On Thu, May 28, 2015 at 05:56:05PM -0700, Rick Stevens wrote:
On 05/28/2015 04:40 PM, Suvayu Ali wrote:
>
>I think the magic incantation for me was command="somecommand" is
>actually the whole command, with all the arguments. From the man page,
>this wasn't clear to me. I was trying to setup passwordless root login
>with PermitRootLogin set to forced-commands-only for backups with
>rsnapshot.
Ah, yes, you have to put in the whole command and arguments. If you need
spaces to separate arguments, then everything after the '=' has to be
enclosed in quotes:
command="somecommand -arg1 -arg2 -arg3"
etc. You can put in multiple options, too:
command="somecommand -arg1 -arg2 -arg3",from="*.mydomain.com"
to restrict the user so they'd have to log in from hosts in the
"mydomain.com" DNS domain and the only thing that'd happen if they
did was have "somecommand" run automatically. They'd be disconnected
immediately after "somecommand" completed.
I think I played with this successfully. :)
>Btw, to allow multiple commands from the same host, I guess I
should
>have multiple lines for the same public key? Also, any ideas what
>should be the command to allow rsnapshot backups? I guess I need to
>figure out what are the arguments passed onto rsync by rsnapshot, and in
>which order.
AFAIK, you can only have one "command=" per line (or stanza) in the
authorized_keys file for each user. Otherwise, how would the client
specify which to run?
Yes, I see that now after reading Gordon's reponse.

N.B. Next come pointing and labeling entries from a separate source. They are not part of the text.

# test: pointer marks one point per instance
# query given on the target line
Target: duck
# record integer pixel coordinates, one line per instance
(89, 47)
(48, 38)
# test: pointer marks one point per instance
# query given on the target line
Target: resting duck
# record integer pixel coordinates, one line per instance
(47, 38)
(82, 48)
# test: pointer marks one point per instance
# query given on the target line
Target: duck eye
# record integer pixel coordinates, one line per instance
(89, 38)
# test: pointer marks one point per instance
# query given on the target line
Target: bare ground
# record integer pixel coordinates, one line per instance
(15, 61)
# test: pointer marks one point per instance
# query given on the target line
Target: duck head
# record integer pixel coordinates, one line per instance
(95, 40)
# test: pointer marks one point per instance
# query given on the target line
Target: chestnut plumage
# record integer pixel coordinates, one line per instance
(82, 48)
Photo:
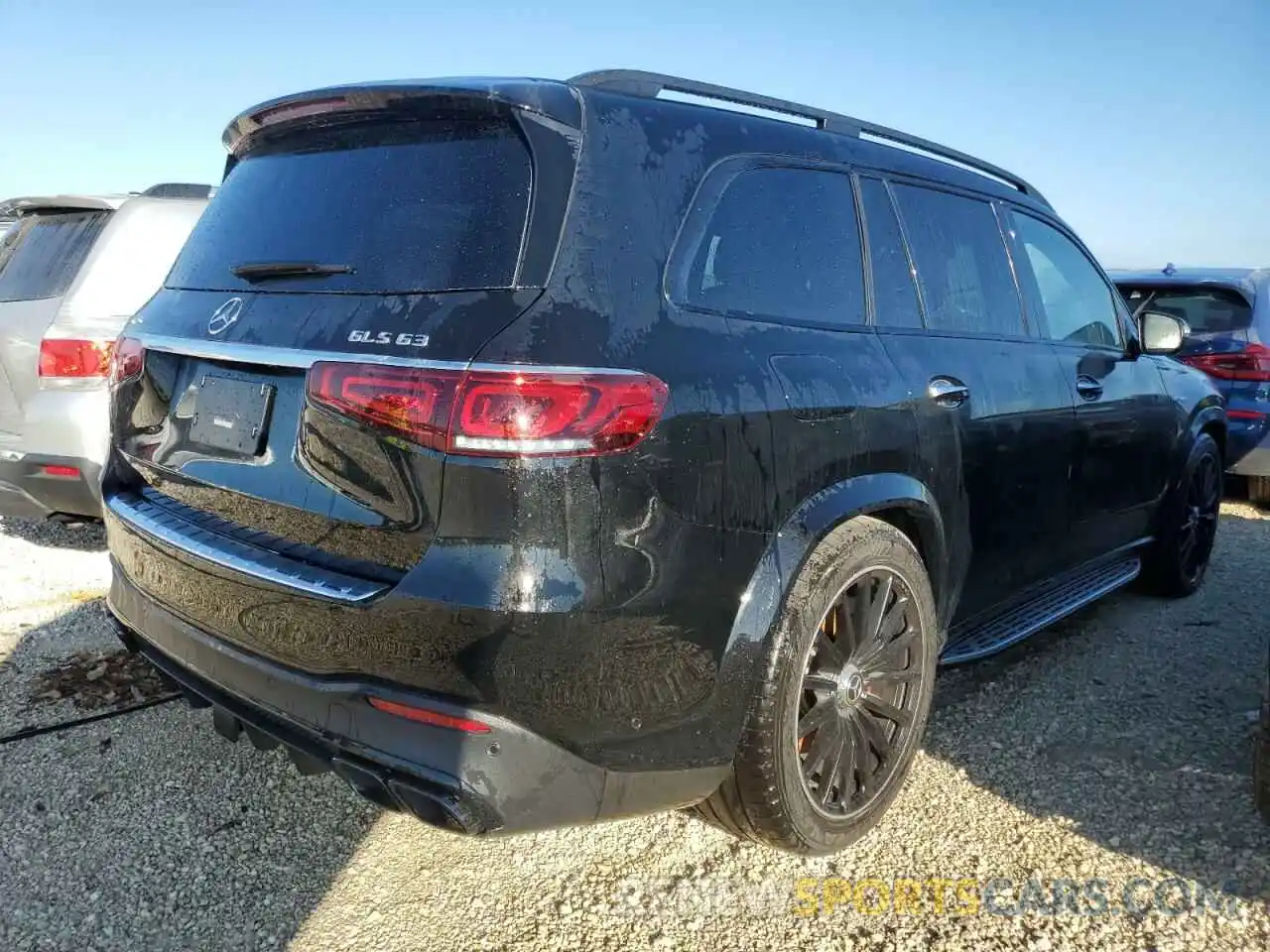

You might be able to do some fancy footwork using "Match"
clauses in
the /etc/ssh/sshd_config file, but I've never done anything more than
simple matches (match on username or address patterns to put in some
additional restrictions).
I'll explore this if I feel I need it, but probably I don't need
something that complicated.
Thanks again,
--
Suvayu
Open source is the future. It sets us free.